The Christchurch City Council says if it does not sell shares in some of its assets, rates could double in five years. Its debt has jumped to $1.2 billion, up from the $900 million it announced in August.
Councillors were locked in a private meeting for much of this afternoon, discussing various options for reducing debt and bolstering funds to meet the costs of rebuilding the South Island city's earthquake-damaged infrastructure.
The potential deficit the council faced has ballooned since the release of a report from financial auditors Cameron Partners in August, which said it was $883 million in shortfall.
Mayor Lianne Dalziel said today the council intended to raise $550 million from Christchurch City Holdings Limited and council-owned trading organisations. She said the budget blow-out was partly due to the reality that insurers were unlikely to pay the full settlement the council initially relied on.
Ms Dalziel said the funds would be raised by the sale of 34 percent of the Lyttleton Port and 9 percent of its stake in Christchurch International Airport, among other options. Assets being considered also included lines company Orion.
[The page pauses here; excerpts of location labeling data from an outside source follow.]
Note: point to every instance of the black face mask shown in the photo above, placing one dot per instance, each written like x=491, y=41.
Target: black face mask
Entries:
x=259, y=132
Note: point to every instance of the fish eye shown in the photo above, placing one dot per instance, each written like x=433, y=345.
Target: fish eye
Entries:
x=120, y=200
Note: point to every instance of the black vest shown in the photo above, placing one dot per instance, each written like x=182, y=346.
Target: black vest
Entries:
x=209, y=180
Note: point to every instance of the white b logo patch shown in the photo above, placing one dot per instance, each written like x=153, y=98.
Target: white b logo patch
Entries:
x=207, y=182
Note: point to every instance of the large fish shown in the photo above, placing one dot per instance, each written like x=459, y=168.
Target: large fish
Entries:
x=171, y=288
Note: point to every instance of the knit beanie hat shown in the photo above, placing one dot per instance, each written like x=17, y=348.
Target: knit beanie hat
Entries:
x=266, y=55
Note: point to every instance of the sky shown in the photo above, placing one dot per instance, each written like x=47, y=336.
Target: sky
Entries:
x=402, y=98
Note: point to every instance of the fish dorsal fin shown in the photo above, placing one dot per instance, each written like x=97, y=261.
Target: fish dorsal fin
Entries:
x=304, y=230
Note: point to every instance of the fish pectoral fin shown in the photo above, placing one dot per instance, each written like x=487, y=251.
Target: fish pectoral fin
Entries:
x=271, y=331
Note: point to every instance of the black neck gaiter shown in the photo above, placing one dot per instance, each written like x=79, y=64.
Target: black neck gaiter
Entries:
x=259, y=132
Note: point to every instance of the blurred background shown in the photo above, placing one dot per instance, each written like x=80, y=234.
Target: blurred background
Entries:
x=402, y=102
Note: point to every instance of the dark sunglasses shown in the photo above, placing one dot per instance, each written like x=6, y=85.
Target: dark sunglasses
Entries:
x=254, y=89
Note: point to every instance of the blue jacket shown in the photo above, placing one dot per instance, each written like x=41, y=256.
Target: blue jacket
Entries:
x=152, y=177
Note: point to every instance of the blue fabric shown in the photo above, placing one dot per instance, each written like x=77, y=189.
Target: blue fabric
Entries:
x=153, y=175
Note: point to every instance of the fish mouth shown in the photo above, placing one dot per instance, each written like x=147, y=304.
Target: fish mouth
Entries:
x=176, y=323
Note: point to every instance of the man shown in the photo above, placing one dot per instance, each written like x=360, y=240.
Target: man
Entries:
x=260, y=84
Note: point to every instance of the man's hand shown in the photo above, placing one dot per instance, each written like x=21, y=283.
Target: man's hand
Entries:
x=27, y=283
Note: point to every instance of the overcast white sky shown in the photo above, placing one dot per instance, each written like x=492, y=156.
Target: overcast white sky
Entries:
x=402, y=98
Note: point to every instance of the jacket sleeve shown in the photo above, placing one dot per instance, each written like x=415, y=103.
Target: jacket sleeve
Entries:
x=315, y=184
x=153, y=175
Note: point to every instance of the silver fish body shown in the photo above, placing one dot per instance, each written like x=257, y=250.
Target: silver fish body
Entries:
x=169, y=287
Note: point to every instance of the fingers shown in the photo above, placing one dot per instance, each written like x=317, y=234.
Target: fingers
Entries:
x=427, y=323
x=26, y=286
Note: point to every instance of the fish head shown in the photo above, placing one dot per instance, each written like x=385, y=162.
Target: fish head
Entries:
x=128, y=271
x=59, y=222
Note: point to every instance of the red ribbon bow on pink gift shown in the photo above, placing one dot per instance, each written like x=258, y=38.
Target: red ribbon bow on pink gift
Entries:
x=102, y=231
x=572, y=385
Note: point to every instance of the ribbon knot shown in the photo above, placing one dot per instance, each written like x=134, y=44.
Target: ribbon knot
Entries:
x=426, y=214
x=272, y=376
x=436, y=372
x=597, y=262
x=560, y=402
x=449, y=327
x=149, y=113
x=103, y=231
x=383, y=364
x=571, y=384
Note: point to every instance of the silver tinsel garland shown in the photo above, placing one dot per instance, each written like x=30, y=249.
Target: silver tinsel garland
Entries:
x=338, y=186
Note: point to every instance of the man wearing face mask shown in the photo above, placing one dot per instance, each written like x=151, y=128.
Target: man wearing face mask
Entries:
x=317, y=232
Councillor Raf Manji said the decision to sell assets was a tough one, but would stop rates from soaring. "If we do nothing now they will probably double within five years."
Mr Manji said he expected lots of interest in the assets from investors, so the council could choose the best option.
The mayor said a final decision would only be made after full public consultation. The long-term plan would be released at the beginning of next year, followed by hearings and public submissions.
Rebuilding the city
The council agreed unanimously to set up a Development Authority to speed up the city's recovery from damaging earthquakes in 2011.
The authority's functions would include strategic decision-making and would be at arm's length from the council.
It would focus on procuring private investment, while looking at how to get as much as possible from council funding in public private partnerships.
Staff advisers were expected to prepare a report by the end of January for further consideration.